How To Better Your Photographic Skills
by William Lulow
People often ask me how I got started in photography. The first answer I always give is that I was fascinated with the process of making pictures. I loved the equipment, the lighting, the results and even the process. Back in the days of chemical darkrooms, I used to love even the smell of the darkroom! There seemed to be something in the idea of making images that just appealed to me. I also found that I had a natural ability to deal with equipment, to understand how light stands worked, how the shutter worked with the lens aperture to control light – I was technically adept at using the types of equipment needed to make pictures.
Next, once I decided to make a career of it, I set about learning everything I could about photography. I went to my local camera shop and sometimes, just hung around looking at the books and pamphlets. I would then ask the store owners about pieces of equipment they recommended.
Then, I went to a local photographer and asked him if he would be interested in looking at some of the photos I had done. He agreed and then proceeded to criticize them, finally saying, “Let me show you how to really make good prints!” This was his nice way of saying that my prints weren’t of sufficient quality. Well, swallowing some pride, I listened to him and finally was able to make some “professional quality” prints. No blocked highlights, detail in the shadows, proper contrast and I began to understand more about the process.
After beginning this way, one of my early purchases was the complete set of the TIME/LIFE BOOKS on PHOTOGRAPHY. I read each and every volume cover-to-cover many times over. These books are no longer in print, but should be available at the library. They provide information on the history, techniques, special imagery and equipment used in the photography industry. Of course there is much more information available on line and from the great proliferation of books written since the advent of digital photography.

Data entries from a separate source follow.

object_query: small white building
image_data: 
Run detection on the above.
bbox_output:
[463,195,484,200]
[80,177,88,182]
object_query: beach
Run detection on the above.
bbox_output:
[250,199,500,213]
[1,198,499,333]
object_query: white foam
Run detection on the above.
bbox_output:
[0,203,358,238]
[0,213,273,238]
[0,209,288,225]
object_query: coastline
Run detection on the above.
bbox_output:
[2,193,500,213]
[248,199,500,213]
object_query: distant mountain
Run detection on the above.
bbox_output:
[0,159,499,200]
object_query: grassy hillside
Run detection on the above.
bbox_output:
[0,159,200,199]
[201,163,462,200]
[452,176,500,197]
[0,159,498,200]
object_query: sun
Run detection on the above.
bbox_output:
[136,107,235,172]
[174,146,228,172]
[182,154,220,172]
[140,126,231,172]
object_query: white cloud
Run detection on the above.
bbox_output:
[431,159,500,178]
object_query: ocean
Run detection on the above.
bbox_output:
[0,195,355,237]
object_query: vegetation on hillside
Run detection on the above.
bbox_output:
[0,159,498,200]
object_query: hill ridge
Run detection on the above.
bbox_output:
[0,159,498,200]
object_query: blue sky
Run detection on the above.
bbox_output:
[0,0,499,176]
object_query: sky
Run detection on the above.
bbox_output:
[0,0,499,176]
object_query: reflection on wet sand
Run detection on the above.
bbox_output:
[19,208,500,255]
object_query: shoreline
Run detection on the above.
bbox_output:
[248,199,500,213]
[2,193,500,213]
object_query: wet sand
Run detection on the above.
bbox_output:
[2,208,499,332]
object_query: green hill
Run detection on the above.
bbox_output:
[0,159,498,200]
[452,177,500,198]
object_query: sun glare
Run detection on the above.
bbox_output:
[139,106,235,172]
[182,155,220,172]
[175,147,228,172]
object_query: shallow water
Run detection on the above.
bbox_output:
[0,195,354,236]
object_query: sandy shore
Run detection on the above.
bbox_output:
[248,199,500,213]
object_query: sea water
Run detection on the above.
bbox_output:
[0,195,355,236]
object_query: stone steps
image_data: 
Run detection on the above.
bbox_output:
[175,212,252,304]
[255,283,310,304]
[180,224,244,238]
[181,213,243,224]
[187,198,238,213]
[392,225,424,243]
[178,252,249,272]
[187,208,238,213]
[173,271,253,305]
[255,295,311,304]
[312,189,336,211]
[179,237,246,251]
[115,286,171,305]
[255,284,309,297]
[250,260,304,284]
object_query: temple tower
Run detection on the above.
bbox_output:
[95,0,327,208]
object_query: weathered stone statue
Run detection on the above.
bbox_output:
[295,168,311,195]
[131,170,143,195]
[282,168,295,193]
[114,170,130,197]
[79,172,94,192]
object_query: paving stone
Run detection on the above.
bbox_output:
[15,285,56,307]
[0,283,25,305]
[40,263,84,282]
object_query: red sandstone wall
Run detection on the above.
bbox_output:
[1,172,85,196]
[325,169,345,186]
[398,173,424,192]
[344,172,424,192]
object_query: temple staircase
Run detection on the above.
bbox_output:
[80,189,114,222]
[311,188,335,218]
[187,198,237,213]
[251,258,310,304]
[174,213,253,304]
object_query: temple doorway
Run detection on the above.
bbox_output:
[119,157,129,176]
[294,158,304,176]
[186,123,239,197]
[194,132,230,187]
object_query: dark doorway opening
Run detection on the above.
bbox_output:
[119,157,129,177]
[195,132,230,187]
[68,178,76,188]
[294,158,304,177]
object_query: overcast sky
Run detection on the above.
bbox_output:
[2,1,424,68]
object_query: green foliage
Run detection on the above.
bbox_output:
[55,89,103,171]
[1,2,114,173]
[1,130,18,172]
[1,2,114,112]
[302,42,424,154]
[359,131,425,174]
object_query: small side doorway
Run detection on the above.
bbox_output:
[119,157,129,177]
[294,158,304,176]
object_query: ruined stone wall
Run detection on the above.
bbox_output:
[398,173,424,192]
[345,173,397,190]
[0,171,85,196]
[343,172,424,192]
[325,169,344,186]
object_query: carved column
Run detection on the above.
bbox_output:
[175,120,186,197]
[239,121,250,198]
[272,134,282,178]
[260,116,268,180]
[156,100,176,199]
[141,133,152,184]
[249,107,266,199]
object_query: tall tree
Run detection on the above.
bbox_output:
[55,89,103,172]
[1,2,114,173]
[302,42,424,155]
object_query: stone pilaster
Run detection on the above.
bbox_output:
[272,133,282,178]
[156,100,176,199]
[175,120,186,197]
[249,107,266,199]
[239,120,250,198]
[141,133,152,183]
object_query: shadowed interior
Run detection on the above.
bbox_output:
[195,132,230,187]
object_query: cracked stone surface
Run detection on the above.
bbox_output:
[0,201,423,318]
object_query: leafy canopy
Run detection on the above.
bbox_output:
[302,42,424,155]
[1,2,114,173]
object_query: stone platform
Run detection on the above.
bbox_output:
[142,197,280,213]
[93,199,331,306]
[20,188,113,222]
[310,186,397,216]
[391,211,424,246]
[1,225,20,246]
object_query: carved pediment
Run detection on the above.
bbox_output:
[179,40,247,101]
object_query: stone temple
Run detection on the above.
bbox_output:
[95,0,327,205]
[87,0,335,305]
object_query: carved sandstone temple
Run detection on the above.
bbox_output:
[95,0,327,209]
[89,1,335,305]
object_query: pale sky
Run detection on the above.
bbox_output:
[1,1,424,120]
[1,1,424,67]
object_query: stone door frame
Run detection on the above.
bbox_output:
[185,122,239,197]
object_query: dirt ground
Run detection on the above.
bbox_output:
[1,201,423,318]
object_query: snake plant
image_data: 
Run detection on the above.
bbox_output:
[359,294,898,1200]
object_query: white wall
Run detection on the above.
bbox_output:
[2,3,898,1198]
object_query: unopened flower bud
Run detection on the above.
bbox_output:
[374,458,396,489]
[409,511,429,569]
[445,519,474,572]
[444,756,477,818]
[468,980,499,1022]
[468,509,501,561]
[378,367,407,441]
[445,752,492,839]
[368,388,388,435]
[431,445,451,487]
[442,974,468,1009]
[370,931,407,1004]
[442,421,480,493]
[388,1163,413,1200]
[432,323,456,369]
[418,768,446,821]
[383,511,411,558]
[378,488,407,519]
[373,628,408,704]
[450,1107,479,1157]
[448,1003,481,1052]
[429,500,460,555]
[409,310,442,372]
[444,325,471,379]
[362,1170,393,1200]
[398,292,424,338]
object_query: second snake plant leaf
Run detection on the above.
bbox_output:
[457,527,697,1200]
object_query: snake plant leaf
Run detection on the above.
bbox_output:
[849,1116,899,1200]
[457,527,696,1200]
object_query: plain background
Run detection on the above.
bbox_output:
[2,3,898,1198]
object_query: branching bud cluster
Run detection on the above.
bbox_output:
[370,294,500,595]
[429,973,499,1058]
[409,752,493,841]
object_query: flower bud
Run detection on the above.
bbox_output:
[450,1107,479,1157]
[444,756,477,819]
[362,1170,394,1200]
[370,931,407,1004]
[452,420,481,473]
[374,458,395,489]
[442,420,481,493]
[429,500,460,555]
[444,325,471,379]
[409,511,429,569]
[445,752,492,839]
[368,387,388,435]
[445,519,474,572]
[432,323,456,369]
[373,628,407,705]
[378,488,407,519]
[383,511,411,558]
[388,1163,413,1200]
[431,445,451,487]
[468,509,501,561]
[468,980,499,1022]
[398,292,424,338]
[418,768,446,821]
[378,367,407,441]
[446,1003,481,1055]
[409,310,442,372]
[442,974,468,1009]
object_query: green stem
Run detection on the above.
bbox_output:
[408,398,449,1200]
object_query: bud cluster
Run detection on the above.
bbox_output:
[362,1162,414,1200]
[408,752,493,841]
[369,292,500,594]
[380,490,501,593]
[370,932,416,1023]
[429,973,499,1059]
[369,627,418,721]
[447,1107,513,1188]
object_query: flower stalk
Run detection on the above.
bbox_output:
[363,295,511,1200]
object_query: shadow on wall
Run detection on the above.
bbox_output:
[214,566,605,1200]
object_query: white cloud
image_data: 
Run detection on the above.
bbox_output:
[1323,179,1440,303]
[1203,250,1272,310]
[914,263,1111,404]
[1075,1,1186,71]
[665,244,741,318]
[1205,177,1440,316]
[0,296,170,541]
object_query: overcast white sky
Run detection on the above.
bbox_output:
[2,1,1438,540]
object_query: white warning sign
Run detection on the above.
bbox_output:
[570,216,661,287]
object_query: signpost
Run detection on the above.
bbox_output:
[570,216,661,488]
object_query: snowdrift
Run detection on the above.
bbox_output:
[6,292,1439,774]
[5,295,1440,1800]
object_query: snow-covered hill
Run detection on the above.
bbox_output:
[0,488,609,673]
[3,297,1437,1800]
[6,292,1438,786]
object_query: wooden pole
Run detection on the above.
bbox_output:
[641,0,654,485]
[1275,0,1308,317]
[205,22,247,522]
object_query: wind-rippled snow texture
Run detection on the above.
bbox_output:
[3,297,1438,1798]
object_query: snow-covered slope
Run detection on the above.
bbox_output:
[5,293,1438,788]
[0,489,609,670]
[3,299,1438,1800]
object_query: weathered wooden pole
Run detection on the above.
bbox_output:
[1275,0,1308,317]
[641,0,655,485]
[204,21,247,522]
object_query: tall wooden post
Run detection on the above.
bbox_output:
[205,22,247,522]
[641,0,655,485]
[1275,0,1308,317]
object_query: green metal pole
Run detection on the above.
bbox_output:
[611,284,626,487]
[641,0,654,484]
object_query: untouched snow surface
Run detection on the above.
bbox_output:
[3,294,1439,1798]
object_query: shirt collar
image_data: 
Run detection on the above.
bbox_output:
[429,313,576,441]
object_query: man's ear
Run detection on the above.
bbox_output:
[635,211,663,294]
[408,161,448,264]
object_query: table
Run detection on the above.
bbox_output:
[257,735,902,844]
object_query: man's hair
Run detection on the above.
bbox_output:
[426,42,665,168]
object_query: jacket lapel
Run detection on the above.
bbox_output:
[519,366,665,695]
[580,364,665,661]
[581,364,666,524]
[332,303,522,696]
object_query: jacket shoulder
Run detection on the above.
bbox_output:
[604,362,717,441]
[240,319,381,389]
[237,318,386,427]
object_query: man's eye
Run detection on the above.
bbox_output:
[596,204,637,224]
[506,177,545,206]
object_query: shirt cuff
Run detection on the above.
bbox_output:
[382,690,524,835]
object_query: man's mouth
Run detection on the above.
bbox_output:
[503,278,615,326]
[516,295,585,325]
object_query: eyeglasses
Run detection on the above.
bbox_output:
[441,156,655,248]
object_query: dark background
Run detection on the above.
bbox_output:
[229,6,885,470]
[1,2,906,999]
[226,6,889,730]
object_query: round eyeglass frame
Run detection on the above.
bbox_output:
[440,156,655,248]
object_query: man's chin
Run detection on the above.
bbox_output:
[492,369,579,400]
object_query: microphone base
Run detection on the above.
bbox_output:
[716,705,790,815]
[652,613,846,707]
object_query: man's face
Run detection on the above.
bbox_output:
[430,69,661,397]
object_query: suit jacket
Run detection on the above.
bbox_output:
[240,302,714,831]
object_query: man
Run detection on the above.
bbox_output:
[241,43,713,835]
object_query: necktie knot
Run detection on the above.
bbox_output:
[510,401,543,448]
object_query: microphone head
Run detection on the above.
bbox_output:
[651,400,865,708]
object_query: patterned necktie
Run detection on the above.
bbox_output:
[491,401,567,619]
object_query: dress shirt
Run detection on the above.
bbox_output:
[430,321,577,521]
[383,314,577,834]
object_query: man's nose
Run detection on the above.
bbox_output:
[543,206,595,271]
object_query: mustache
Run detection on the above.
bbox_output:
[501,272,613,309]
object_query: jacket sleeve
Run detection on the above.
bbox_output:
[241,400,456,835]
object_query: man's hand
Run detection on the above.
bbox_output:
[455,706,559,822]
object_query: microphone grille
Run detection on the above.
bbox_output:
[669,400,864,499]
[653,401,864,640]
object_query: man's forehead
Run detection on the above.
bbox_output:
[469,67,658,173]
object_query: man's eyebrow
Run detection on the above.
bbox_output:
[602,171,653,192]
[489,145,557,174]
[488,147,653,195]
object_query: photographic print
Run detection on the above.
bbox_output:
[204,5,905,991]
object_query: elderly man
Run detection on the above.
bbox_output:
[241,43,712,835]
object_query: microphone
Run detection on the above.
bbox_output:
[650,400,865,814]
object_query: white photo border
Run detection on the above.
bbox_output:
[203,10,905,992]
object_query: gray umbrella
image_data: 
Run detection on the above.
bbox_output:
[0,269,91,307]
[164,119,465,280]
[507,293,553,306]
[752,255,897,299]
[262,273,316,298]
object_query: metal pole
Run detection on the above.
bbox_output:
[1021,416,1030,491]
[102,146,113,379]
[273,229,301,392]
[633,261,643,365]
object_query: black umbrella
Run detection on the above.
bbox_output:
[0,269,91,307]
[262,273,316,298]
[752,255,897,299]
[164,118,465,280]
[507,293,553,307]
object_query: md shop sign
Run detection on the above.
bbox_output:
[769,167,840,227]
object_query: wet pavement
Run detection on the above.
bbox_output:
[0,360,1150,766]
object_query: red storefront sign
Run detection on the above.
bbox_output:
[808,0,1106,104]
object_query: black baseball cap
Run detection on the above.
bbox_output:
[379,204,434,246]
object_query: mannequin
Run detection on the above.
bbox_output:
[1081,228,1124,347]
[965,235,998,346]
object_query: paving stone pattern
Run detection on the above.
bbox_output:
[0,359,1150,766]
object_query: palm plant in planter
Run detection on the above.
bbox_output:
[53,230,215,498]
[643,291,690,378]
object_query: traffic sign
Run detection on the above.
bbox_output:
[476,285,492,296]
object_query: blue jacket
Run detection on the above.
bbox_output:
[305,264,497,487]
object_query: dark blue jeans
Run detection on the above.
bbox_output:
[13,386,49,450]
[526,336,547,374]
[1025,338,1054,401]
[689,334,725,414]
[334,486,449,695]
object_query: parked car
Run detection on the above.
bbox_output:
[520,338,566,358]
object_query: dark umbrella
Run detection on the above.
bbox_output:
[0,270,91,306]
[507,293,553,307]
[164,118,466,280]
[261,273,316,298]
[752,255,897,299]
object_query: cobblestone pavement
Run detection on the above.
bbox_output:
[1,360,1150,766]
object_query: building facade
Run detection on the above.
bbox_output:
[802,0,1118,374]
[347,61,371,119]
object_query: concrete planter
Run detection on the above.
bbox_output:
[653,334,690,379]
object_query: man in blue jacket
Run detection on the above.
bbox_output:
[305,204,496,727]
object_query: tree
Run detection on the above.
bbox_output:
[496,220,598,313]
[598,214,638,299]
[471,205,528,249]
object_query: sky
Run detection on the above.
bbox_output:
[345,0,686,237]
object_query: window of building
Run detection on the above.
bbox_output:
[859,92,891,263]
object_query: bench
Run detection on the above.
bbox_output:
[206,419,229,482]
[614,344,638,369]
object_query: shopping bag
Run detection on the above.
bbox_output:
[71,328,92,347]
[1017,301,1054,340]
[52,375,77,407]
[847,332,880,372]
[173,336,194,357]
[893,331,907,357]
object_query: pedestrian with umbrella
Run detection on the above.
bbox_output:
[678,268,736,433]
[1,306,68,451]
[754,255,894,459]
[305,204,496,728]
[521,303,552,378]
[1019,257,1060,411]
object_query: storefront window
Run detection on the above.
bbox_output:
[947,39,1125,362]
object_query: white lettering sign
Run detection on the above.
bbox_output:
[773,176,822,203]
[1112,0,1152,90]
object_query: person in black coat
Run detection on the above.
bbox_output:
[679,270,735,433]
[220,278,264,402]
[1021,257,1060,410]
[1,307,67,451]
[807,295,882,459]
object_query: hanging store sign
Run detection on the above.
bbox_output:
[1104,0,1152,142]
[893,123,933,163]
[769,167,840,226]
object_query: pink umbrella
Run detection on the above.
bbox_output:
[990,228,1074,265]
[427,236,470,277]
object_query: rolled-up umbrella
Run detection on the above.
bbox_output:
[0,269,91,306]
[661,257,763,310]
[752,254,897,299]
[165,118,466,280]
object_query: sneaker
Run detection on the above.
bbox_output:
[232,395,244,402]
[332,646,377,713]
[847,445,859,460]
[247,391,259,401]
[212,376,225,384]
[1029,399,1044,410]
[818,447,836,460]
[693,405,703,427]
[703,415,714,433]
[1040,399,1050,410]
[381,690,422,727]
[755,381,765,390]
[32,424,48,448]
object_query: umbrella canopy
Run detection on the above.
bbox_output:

My next step was to work with several successful studio photographers (including the famous Life Magazine cover photographer, Philippe Halsman). These were jobs I was paid for (not a work-for-free “internship.”) At each studio I learned more about the photographic process and lighting. I had achieved a high degree of darkroom expertise by this time, so I had a marketable skill.
Today’s young photographers need to be familiar with various types of lighting equipment as well as a number of digital cameras, lenses and how they work before offering their assisting services or even setting themselves up in business. So, workshops, classes and just plain practice with your own equipment has become even more important. There are still assistant jobs out there, but you have to be persistent until one of those becomes available. Then, you have to stick with it long enough to learn what that photographer can teach you.
Many of the proficiencies I developed over the years also came from trial and error practice. When you get a new piece of equipment, be it a light, a lens or a camera, you need to practice with it until you see everything it can do as well as what it can’t. I recently was teaching a student who wanted to know if her top-of-the-line Canon 5D Mark III could fire a remote speedlight. The answer is “no.” You would need to purchase a transmitter that fits in the camera’s hotshoe, or you would need to purchase a speedlight with a transmitter built into it. I only found this out by experimenting with the 5D and, of course, reading about it. Even though one should read the manuals, sometimes they are not very clear and don’t often answer your questions the way you ask them. So, practice is imperative! And, it goes without saying that owning a piece of equipment is a necessary prerequisite for being able to practice with it. I have spent countless thousands of dollars over my 30+ year career on equipment of almost every kind. (I always had a caveat however, that I wouldn’t buy a piece of equipment unless I had a job that paid for it.)
Someone once asked Tiger Woods, the professional golfer, how he got so good. His answer: hit 1000 balls a day. As a golfer myself of many years, I can go to the driving range and maybe hit 50 in an hour. So, you see what it takes to get really good at something. Same thing is true in photography. You need to be totally immersed in it if you want to elevate your skills to those in the professional or semi-professional range.